Untuk mendanai sebuah produksi film sepertinya masih nanti dulu. Padahal kalo melihat potensi daerah, seharusnya pemerintah mulai meninggalkan cara-cara lama dalam mempromosikan wisata.
Dengan membuat film yang bagus dan memasarkan dengan baik, bukan tidak mungkin pariwisata Batam akan terangkat serta memberi dampak pertumbuhan yang maksimal.
Pemerintah kota Batam seharusnya juga sudah mulai memikirkan sebuah acara tahunan semacam festival film yang berskala nasional bahkan internasional agar mampu memotivasi semangat pembuat film lokal, untuk terus berkarya dan mengangkat kualitas film-film produksi Batam. Disamping itu juga tentunya mengangkat nama Batam menjadi lebih dikenal lagi di bidang perfilman baik di dalam maupun luar negeri.
Fasilitas Yang Masih Terbatas
ADA sedikit yang mengganjal bagi para sineas dan pekerja seni kota Batam. Dimana kota yang digadang-gadang menjadi kota modern dan salah satu kota metropolitan di Indonesia, ternyata pada saat ini belum mempunyai gedung pertunjukkan yang secara regular bisa dipakai oleh pekerja seni dalam menampilkan karya-karya mereka.

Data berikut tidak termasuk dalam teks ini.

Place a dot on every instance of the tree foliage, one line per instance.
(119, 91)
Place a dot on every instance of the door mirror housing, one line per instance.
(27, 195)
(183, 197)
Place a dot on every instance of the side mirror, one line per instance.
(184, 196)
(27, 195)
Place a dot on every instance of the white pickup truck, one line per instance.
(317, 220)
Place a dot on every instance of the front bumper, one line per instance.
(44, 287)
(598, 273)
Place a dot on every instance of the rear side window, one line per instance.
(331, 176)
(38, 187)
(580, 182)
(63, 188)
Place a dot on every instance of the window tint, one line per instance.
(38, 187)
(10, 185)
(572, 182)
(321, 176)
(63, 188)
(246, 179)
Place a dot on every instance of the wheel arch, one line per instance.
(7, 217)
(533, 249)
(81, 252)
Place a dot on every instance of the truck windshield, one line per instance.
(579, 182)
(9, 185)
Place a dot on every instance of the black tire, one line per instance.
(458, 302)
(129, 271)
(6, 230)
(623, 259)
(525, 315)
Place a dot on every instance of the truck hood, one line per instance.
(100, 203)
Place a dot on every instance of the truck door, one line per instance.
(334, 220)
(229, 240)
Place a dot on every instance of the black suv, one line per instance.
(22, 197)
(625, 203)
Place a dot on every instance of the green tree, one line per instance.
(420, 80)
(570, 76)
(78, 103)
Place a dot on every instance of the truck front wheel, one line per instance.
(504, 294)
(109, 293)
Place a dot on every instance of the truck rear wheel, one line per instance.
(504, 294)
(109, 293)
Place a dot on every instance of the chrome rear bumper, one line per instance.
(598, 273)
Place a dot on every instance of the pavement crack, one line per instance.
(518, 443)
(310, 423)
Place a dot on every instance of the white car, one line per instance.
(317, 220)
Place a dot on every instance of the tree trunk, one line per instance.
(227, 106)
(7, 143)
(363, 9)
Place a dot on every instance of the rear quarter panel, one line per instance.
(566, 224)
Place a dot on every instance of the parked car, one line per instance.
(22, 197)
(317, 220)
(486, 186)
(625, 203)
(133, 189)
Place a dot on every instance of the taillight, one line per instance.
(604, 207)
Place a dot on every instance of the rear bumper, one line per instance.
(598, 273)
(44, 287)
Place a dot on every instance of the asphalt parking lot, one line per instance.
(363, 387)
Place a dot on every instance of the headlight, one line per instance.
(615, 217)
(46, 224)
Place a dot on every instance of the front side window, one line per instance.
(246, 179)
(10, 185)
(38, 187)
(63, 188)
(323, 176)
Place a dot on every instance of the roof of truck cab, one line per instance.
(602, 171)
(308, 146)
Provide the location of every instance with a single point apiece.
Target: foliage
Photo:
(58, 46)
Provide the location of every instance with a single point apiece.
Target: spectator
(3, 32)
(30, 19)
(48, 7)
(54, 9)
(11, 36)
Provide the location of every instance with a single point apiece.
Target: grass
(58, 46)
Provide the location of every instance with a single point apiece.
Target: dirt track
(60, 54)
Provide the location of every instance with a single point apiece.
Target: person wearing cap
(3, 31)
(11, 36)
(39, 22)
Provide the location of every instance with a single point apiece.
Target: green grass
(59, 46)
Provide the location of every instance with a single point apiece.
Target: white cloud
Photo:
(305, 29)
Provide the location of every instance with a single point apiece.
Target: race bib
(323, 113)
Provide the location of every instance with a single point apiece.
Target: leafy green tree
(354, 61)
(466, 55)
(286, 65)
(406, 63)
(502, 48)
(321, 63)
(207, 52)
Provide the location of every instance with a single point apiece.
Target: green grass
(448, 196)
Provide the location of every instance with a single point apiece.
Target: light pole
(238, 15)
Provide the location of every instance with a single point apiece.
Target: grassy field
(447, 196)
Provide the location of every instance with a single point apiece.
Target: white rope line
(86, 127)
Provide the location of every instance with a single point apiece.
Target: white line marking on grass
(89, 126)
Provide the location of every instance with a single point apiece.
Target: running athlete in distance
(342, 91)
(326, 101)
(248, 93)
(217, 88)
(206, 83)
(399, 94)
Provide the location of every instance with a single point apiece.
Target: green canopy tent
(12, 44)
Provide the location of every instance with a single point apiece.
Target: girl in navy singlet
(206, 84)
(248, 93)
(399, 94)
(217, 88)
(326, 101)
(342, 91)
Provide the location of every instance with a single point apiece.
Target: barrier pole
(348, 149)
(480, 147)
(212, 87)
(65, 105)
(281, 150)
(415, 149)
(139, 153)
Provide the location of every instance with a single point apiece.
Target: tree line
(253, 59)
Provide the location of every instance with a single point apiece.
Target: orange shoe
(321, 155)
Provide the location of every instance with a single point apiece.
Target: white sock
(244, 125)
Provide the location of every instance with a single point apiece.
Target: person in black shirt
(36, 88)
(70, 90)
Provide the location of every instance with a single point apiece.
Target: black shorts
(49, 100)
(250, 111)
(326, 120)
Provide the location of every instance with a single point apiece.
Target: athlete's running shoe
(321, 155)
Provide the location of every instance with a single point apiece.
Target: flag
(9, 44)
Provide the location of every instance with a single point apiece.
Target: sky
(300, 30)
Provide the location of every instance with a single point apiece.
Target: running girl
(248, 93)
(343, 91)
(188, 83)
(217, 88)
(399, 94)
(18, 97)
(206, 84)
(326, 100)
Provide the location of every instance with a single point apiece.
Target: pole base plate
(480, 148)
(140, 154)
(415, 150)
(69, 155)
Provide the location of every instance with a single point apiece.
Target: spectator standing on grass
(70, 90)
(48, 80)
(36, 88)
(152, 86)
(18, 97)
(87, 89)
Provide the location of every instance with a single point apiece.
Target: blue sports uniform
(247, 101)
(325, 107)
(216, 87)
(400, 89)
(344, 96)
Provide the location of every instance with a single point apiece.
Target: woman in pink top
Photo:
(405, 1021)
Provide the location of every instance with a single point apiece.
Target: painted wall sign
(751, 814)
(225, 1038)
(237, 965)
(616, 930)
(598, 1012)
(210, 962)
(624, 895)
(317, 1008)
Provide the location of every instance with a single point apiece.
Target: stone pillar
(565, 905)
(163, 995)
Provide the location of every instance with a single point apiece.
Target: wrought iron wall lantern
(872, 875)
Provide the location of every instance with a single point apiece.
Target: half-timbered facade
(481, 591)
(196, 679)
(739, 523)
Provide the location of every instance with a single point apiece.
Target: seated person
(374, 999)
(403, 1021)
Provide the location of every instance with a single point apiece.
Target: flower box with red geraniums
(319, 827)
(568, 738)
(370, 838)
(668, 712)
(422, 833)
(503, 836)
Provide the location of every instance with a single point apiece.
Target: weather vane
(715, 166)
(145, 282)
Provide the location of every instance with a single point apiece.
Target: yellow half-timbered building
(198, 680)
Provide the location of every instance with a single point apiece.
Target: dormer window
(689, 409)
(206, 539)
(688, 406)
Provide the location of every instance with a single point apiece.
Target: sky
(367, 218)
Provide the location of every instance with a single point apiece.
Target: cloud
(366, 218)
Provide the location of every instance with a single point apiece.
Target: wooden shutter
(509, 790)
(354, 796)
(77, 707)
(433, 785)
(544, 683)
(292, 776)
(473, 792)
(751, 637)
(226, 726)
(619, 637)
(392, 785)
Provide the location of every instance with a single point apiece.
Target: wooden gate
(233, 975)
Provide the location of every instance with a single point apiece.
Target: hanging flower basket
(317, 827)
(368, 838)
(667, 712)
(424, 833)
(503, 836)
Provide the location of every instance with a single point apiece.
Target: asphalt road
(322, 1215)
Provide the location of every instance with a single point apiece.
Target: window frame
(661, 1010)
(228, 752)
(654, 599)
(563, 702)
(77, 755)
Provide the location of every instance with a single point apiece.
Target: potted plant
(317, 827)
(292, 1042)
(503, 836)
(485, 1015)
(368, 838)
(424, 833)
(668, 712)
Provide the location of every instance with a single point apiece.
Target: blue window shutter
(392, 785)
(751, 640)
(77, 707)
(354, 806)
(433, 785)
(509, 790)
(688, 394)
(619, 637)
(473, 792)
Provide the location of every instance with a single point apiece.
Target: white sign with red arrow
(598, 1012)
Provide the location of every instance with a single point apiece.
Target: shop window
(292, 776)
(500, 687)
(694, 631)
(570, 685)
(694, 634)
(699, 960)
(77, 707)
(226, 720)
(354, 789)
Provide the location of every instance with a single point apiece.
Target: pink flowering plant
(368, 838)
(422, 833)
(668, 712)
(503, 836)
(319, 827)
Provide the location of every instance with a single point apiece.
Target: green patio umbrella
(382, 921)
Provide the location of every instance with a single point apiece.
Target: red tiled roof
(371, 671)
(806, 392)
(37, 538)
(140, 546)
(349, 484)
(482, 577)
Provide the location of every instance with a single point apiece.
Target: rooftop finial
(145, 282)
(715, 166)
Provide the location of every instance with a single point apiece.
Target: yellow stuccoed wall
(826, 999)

Beberapa orang dari para pekerja seni ini bahkan mengeluh ketika ingin menampilkan seni pertunjukkan berupa pementasan teater, musik atau pemutaran film. Mereka harus bergerak mandiri dan mencari dukungan dari swasta.
Meskipun fasilitas pembuatan film di Kinema Infinite Studios cukup lengkap dan berstandar internasional, namun stigma bagi para film maker Batam pada umumnya terasa masih belum terjangkau untuk bisa digunakan sebagai ruang pembelajaran dan pengembangan industri.
Ini yang semestinya menjadi pekerjaan rumah bagi semua stakeholder dan pemangku kepentingan di bidang perfilman untuk tumbuh dan maju bersama membentuk iklim perfilman yang sehat di kota Batam tercinta ini.
Sekarang yang jadi pertanyaan apakah Batam sebagai salah satu kota yang cukup maju di Indonesia sudah mulai melihat industri ini dan mampu mengembangkan industri film tanah air? (*)
Ditulis oleh Je Yatmoko / Produser Film (CEO Zettamind Studios)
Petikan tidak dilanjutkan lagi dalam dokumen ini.